Altera's current Quartus Prime licensing guide states that Quartus Prime
Lite supports selected devices without license files, while Quartus
Prime Pro and Standard require a paid fixed or floating license. It also
states that subscriptions are set up and managed in the Altera FPGA
Self-Service Licensing Center, where the customer can generate a
`license.dat` file.
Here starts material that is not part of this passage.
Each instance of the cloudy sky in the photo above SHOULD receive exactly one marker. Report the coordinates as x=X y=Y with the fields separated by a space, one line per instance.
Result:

A fixed license is tied to the NIC ID of the
computer on which the software is installed.

Design conclusion for PCCX:

- Local mode is the cleanest BYOL path because the customer runs the
vendor tool on the customer's machine.
- Isolated VM mode can be acceptable only if the VM is customer-specific
and the customer performs activation without exposing license secrets
to PCCX.
- Hybrid mode is acceptable when PCCX cloud only manages planning and
status while synthesis executes locally.
- Multi-tenant shared runners, PCCX-managed vendor license pools, and
uploaded customer license files are out of scope.

Official references:

- AMD Product Licensing:
<https://www.amd.com/en/products/adaptive-socs-and-fpgas/intellectual-property/license.html>
- AMD Vivado release notes, installation, and licensing guide:
<https://docs.amd.com/r/en-US/ug973-vivado-release-notes-install-license/Running-the-Installer>
- AMD/Xilinx End User License Agreement:
<https://download.amd.com/docnav/documents/eula/end-user-license-agreement.pdf>
- Altera FPGA Software Installation and Licensing:
<https://docs.altera.com/r/docs/683472/current>
- Quartus Prime Software License:
<https://docs.altera.com/r/docs/683472/25.3/altera-fpga-software-installation-and-licensing/quartus-prime-software-license>
- Altera Self-Service Licensing Center workflow:
<https://docs.altera.com/r/docs/683472/25.3/altera-fpga-software-installation-and-licensing/requesting-a-license-file-from-the-altera-fpga-self-service-licensing-center>

## Customer terms checklist

Before a commercial launch, PCCX terms should state:

- The customer is responsible for obtaining, maintaining, and complying
with all vendor FPGA tool licenses.
- PCCX does not sell, sublicense, lease, lend, host, or distribute
Vivado, Quartus Prime, vendor IP cores, or vendor license rights.
- PCCX does not request or store vendor license files, authorization
codes, account credentials, or license-server secrets.
- The customer authorizes PCCX only to invoke or coordinate the selected
toolchain in the customer-controlled environment.
- The customer must not use PCCX to bypass vendor license restrictions,
seat limits, geographic limits, export controls, or project/IP license
restrictions.
- Vendor EULAs and IP-license terms control the vendor tools and vendor
IP. PCCX terms control PCCX software and services only.

## Security controls

The implementation must treat vendor license material as customer
secrets:

- block upload fields and API fields for vendor license files, license
keys, authorization codes, and portal credentials;
- redact common license environment variables such as `LM_LICENSE_FILE`
and vendor-specific equivalents before logs leave the build host;
- store only sanitized build logs in PCCX cloud;
- keep raw tool logs local by default;
- prevent cross-customer VM reuse unless storage has been destroyed and
the VM has been rebuilt from a clean image;
- isolate customer build artifacts from other tenants;
- keep access logs for who initiated builds, without recording license
values.

## Future implementation gate

No runtime adapter should be enabled until these checks pass:

- documented customer consent flow;
- adapter contract tests proving license-secret fields are rejected;
- log redaction tests for license-like environment variables and common
vendor diagnostics;
- per-mode threat model review;
- qualified legal review of the customer terms and vendor-EULA posture.